After years of diligently playing Hearthstone each and every day to collect my daily rewards, I began to slip over the summer. As much fun as I’d had with the digital CCG over the years, I was finally beginning to feel burnt out. It wasn’t anything that the game was doing wrong (although my complaints from 2015 are still valid today) — it was just time for me to move on. So my playing time gradually tapered off until I stop logging in altogether.
Then the Kobolds & Catacombs expansion launched this week with 135 new cards. But it wasn’t new cards that lured me back. In fact, I had less than 300 gold to my name, so I could only buy two packs anyway. The reason that I spent a few hours playing Hearthstone last night for the first time in months was Dungeon Run.

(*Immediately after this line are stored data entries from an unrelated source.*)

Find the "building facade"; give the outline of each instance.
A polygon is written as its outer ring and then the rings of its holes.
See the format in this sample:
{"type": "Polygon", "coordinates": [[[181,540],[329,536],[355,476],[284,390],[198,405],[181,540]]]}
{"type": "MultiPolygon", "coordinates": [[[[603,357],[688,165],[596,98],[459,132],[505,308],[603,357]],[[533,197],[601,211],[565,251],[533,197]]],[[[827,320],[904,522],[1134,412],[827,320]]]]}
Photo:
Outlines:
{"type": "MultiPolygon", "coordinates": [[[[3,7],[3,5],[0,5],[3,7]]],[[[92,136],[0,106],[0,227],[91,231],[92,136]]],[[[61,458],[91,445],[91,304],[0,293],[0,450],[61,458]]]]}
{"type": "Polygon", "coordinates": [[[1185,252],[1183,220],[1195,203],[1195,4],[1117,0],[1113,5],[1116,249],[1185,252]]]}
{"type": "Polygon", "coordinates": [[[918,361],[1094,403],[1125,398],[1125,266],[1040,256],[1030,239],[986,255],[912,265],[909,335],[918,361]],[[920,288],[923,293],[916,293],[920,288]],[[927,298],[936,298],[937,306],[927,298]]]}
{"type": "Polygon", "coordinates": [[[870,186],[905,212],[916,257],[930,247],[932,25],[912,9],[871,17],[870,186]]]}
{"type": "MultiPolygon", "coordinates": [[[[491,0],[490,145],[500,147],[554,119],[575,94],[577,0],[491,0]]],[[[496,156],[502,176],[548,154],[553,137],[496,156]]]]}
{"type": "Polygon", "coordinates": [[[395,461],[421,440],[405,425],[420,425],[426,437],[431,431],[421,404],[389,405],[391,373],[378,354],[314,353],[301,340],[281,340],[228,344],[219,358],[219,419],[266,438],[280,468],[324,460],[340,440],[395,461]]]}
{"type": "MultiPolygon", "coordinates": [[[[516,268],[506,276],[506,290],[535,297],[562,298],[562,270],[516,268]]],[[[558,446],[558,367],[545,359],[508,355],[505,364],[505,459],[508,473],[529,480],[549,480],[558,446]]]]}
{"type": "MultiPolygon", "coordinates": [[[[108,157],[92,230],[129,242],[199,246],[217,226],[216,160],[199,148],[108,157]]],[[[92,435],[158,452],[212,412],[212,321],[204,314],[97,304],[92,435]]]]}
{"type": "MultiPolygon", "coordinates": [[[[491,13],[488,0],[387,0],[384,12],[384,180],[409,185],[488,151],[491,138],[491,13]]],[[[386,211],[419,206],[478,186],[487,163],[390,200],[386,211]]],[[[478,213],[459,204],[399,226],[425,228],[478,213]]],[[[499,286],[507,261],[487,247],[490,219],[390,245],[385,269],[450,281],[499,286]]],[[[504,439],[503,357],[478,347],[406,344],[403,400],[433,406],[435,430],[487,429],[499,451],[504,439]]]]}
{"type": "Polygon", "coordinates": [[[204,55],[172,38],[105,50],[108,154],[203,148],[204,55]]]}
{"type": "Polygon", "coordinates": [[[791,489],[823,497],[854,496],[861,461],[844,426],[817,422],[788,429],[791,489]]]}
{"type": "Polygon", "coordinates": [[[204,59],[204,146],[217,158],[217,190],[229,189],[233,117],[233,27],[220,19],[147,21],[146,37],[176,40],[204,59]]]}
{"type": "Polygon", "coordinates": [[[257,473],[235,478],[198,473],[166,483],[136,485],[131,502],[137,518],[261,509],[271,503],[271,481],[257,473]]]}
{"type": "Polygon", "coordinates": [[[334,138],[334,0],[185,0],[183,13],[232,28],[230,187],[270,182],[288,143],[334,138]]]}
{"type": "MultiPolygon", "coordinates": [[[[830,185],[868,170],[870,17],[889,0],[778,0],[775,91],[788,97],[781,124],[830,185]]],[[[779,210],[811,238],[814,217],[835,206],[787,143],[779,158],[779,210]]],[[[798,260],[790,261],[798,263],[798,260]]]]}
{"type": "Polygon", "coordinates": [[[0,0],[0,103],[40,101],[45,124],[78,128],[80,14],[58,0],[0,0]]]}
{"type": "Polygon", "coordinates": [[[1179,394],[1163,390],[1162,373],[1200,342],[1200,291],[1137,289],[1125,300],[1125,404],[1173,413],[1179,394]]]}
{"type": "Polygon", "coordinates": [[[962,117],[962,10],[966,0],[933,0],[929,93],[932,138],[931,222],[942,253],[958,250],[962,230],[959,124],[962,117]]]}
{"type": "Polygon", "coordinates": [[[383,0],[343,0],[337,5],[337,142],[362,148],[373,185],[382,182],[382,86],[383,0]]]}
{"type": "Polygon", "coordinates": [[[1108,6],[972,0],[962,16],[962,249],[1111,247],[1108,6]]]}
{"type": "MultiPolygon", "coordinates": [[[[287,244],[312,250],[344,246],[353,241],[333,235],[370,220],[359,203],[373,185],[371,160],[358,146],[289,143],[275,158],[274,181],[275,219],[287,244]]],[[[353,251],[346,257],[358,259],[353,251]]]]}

Dungeon Run is the latest addition to the oft-neglected single-player side of Hearthstone. Blizzard made it clear that solo experiences would be of greater focus in the content updates of 2017, but Dungeon Run is the first time that the studio has truly made good on that promise. In Dungeon Run, you choose a class, start with a deck of 10 cards and have to face off against a series of increasingly challenging bosses. When you beat a boss, you will have the chance to add new cards to your deck as well as Treasures that affect the game in various ways.
These Treasure cards can give you huge advantages, such as doubling your health, giving all your creatures +1/+1, lowering the cost of your spells or giving you three secrets at the start of every match. But the difficulty curve is steep, and unless you’ve managed to craft a perfect deck, you’ll be hard-pressed to beat all eight bosses in a row.
With 48 bosses in the rotation, tons of Treasure cards to try out and endless combinations of decks to build, Dungeon Run is one of the first single-player card game modes that might actually hold my interest. Last night, after struggling to make much progress with Warrior, I swapped over to Paladin and made it to the final boss on my first try. Sadly, the internet cut out just as the tide was beginning to turn in my favor, but I still couldn’t wait to start another round.
The mode could probably use some balancing, as some of the bosses are legitimately unbeatable without the right cards, but even in its initial incarnation, Dungeon Run is one of the most compelling additions to Hearthstone in over a year. Now Blizzard just needs to commit to freshening it up every once it a while.